File "./wp_checker.py", line 26, in <module>
br['q'] = str(line)

File "/usr/local/lib/python2.7/dist-packages/mechanize/_mechanize.py", line 796, in __setitem__
self.form[name] = val

File "/usr/local/lib/python2.7/dist-packages/mechanize/_form_controls.py", line 1956, in __setitem__
control = self.find_control(name)

File "/usr/local/lib/python2.7/dist-packages/mechanize/_form_controls.py", line 2348, in find_control
return self._find_control(name, type, kind, id, label, predicate, nr)

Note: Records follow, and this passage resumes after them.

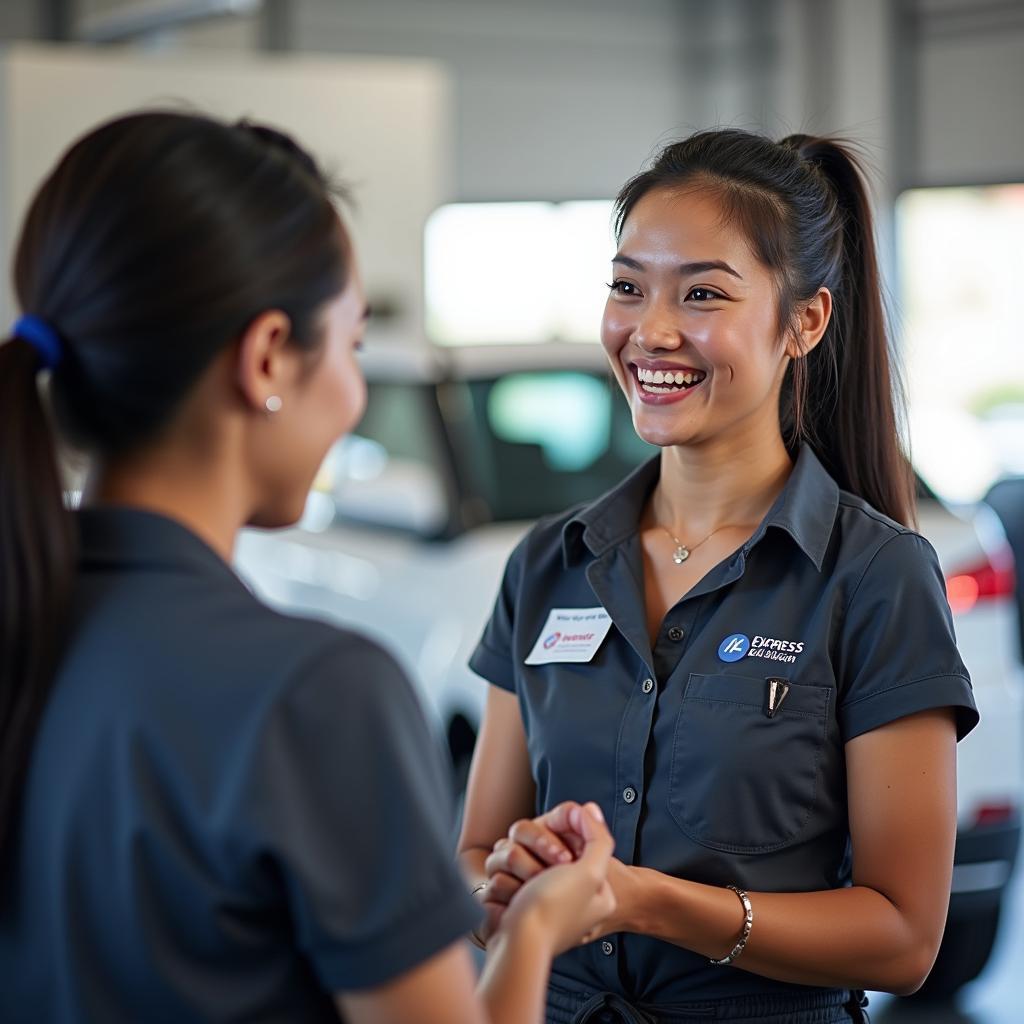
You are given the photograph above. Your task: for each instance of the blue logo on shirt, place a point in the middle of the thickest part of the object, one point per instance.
(734, 647)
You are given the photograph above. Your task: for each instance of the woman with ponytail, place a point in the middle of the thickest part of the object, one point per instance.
(210, 811)
(742, 653)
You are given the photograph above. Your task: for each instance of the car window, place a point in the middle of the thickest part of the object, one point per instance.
(544, 440)
(389, 471)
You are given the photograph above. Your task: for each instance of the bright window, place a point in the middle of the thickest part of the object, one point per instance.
(517, 272)
(961, 274)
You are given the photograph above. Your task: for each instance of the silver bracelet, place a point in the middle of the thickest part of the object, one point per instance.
(748, 926)
(473, 937)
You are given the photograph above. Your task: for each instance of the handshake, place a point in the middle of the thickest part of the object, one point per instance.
(551, 875)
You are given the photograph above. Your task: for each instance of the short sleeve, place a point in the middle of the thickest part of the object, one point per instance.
(348, 808)
(898, 647)
(494, 657)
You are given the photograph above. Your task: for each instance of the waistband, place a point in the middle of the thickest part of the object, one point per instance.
(580, 1006)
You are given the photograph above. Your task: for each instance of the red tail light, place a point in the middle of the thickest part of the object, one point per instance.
(994, 814)
(981, 583)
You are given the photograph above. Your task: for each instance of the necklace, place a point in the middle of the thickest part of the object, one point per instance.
(683, 551)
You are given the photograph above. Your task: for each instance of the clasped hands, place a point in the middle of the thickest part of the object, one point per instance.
(539, 851)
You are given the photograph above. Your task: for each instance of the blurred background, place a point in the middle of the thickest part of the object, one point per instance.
(483, 140)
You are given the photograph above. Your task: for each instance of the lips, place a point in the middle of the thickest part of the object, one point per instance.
(657, 382)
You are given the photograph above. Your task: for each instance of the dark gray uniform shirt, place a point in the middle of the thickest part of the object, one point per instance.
(675, 742)
(229, 813)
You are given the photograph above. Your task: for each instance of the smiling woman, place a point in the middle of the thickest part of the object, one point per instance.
(770, 721)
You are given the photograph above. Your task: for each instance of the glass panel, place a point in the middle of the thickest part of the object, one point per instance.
(517, 272)
(545, 440)
(388, 472)
(961, 270)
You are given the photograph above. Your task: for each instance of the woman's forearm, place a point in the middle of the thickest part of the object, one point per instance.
(472, 861)
(849, 938)
(514, 981)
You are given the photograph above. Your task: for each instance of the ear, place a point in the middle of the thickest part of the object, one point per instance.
(812, 318)
(265, 361)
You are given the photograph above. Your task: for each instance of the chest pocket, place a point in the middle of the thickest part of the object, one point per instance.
(740, 781)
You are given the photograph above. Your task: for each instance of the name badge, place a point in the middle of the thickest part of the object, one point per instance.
(570, 635)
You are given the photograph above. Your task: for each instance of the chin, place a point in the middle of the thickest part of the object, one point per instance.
(660, 434)
(278, 516)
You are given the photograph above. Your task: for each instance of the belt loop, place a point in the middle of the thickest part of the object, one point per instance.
(857, 1007)
(609, 1000)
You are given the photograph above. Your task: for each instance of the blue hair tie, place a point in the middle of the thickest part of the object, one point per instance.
(43, 339)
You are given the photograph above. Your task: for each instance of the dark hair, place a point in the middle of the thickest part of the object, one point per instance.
(151, 247)
(803, 206)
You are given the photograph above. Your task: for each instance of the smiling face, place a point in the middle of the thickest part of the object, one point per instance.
(691, 324)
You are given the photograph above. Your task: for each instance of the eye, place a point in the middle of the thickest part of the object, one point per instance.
(624, 288)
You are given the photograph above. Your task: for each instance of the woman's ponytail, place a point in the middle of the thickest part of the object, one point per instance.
(38, 553)
(852, 397)
(153, 244)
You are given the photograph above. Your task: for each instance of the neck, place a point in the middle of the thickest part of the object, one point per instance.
(725, 482)
(201, 495)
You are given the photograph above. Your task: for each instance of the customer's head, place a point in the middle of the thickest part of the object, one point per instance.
(202, 291)
(749, 266)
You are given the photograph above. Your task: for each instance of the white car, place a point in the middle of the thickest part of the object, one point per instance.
(409, 529)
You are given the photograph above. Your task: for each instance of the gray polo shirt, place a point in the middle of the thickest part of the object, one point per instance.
(229, 813)
(676, 742)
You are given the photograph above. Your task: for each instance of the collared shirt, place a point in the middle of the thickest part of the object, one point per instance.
(675, 741)
(229, 813)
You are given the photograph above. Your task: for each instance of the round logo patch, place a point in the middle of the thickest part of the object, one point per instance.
(734, 647)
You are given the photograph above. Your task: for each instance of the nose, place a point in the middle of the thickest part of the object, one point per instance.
(655, 332)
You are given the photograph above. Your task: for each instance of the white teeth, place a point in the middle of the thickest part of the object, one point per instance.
(671, 380)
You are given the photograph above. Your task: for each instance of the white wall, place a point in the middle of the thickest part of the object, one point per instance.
(381, 125)
(553, 98)
(970, 85)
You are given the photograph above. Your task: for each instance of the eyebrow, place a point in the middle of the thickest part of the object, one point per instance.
(699, 266)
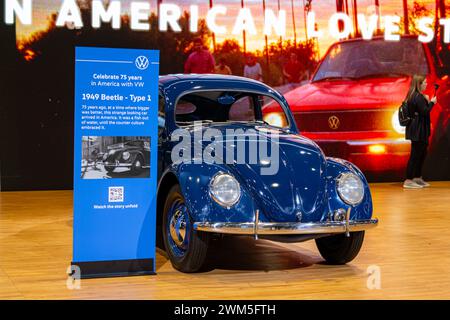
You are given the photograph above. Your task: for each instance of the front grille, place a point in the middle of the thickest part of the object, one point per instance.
(348, 120)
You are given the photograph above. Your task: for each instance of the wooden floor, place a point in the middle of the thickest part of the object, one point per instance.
(411, 248)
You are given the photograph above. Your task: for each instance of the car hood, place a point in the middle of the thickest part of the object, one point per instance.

File "/usr/local/lib/python2.7/dist-packages/mechanize/_form_controls.py", line 2441, in _find_control
raise ControlNotFoundError("no control matching " + description)
mechanize._form_controls.ControlNotFoundError: no control matching name 'q'
chrysst
  • 347
  • 1
  • 6
  • 22
  • why do you search for br['q'] ? – MEdwin Feb 04 '19 at 15:47
  • @MEdwin is the q parameter used in http://www.isitwp.com/ to check if the domain is a wordpress site – chrysst Feb 04 '19 at 15:49
  • 1
    okay, I think for that site is is actually br['s'] and i found out that the results of the form is JavaScript-generated content. So mechanise might not be the best tool. I am suggesting selenium. – MEdwin Feb 04 '19 at 16:41
  • @MEdwin you have right about the 's' and thank you about this! – chrysst Feb 04 '19 at 16:57
  • @MEdwin do you have any example on how to use selenium in order to check if a specific text appears in the response(like in my code above)? – chrysst Feb 04 '19 at 17:27
  • yes, see this example here. It uses selenium PhantonJS to pull the site and beautifulsoup to find a text. really interesting and similar to what you are trying to achieve: https://stackoverflow.com/questions/13287490/is-there-a-way-to-use-phantomjs-in-python – MEdwin Feb 04 '19 at 17:46

1 Answers1

1

Saw this was in the python-requests section so I made this using requests instead of mechanize.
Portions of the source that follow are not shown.